Recency decay half-life in days passed to each :func:compute_score call. Only affects recency-sensitive signals.

365.0

Returns:

Type Description
ProfessorComparison

class:ProfessorComparison with:

ProfessorComparison
  • ranking — list of (label, ProfessorScore) sorted best -> worst.
ProfessorComparison
  • scores{label: ProfessorScore} for direct lookup.
ProfessorComparison
  • sort_by — the resolved :class:~models.SortBy value used for ranking.
ProfessorComparison
  • best / worst — labels of the top and bottom professors.
ProfessorComparison
  • deltas{label: float} difference from the best value on the sort_by field (best = 0.0, others <= 0.0).
ProfessorComparison

Returns a comparison with empty ranking if professors is empty.

Raises:

Type Description
ValueError

If sort_by is not a valid :class:~models.SortBy value.


Individual signal computers. Each takes a list of Rating objects and returns a normalized metric.

compute_difficulty_histogram(ratings)

Count ratings in each integer difficulty bucket from 1 to 5.

Parameters:

Name Type Description Default
ratings list[Rating]

List of :class:~models.Rating objects.

required

Returns:

Type Description
dict[int, int]

Dict mapping each bucket {1, 2, 3, 4, 5} to its count.

compute_easiness_score(ratings)

Inverse of average difficulty, normalised to [0, 1].

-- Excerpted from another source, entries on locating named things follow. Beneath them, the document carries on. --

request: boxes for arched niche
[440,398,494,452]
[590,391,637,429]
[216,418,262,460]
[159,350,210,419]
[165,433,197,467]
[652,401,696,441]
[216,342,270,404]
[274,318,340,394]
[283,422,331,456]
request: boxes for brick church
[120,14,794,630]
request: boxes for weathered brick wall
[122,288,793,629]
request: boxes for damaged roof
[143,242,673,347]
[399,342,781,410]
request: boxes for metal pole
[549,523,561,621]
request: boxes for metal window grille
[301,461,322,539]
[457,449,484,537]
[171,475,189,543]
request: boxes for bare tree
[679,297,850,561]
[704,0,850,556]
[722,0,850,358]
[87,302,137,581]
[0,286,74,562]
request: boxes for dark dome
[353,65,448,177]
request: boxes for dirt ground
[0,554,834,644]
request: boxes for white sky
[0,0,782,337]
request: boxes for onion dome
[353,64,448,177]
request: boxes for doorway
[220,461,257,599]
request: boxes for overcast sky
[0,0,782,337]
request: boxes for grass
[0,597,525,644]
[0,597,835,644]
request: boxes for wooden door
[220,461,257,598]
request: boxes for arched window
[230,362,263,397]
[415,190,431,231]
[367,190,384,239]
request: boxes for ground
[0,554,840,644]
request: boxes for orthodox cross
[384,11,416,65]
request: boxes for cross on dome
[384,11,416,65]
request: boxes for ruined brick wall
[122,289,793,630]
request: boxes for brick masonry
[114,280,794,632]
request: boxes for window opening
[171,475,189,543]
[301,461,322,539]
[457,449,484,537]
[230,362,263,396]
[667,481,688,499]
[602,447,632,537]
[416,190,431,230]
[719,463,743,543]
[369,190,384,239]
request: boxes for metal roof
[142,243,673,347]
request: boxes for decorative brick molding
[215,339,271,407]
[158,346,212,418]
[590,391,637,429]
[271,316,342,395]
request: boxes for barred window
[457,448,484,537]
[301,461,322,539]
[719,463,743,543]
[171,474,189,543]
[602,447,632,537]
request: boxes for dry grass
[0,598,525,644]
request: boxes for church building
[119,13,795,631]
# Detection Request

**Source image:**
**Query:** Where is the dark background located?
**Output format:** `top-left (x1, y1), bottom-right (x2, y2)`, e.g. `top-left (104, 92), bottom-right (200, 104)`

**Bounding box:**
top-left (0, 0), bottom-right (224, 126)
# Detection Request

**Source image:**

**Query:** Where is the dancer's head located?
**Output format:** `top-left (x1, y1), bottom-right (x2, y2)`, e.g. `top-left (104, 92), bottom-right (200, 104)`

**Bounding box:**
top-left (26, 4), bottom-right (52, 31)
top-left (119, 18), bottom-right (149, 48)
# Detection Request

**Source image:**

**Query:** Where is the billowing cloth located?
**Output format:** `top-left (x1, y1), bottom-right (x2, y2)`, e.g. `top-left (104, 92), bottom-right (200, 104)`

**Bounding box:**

difficulty = 1 (easiest) -> 1.0; difficulty = 5 -> 0.0. Ratings with None difficulty are excluded from both sides.

Parameters:

Name Type Description Default
ratings list[Rating]

List of :class:~models.Rating objects.

required

Returns:

Type Description
float

Easiness in [0, 1], or 0.0 if no difficulty data.

compute_recency_weighted_rating(ratings, half_life_days=365.0)

Weighted mean of per-rating overall quality, decayed by age.

More recent ratings contribute more to the result. Output stays on the 1–5 scale.

Parameters:

Name Type Description Default
ratings list[Rating]

List of :class:~models.Rating objects.

required
half_life_days float

Exponential decay half-life in days.

365.0

Returns:

Type Description
float

Recency-weighted mean in [1, 5], or 0.0 for empty input.

compute_reliability_score(num_ratings, target=25)

Bayesian confidence score based on sample size.

Uses a logistic curve centred at target ratings: ~0.5 at target, approaches 1 asymptotically, never reaches 0.

Parameters:

Name Type Description Default
num_ratings int

Total number of ratings for the professor.

required
target int

Rating count at which confidence reaches ~0.5 (default 25).

25

Returns:

Type Description
float

Confidence score in (0, 1).

compute_review_velocity(ratings, window_years=2.0)

Average number of reviews posted per year within a rolling window.

Parameters:

Name Type Description Default
ratings list[Rating]

List of :class:~models.Rating objects.

required
window_years float

How many years back to look (default 2.0).

2.0

Returns:

Type Description
float

Reviews per year as a float, or 0.0 for empty input.

compute_tag_frequencies(ratings)

Aggregate and rank all rating tags across a professor's ratings.

Tags stored as "--"-delimited strings are split automatically; list-typed tags are used directly.

Parameters:

Name Type Description Default
ratings list[Rating]

List of :class:~models.Rating objects.

required

Returns:

Type Description
list[tuple[str, int]]

List of (tag, count) tuples sorted descending by frequency.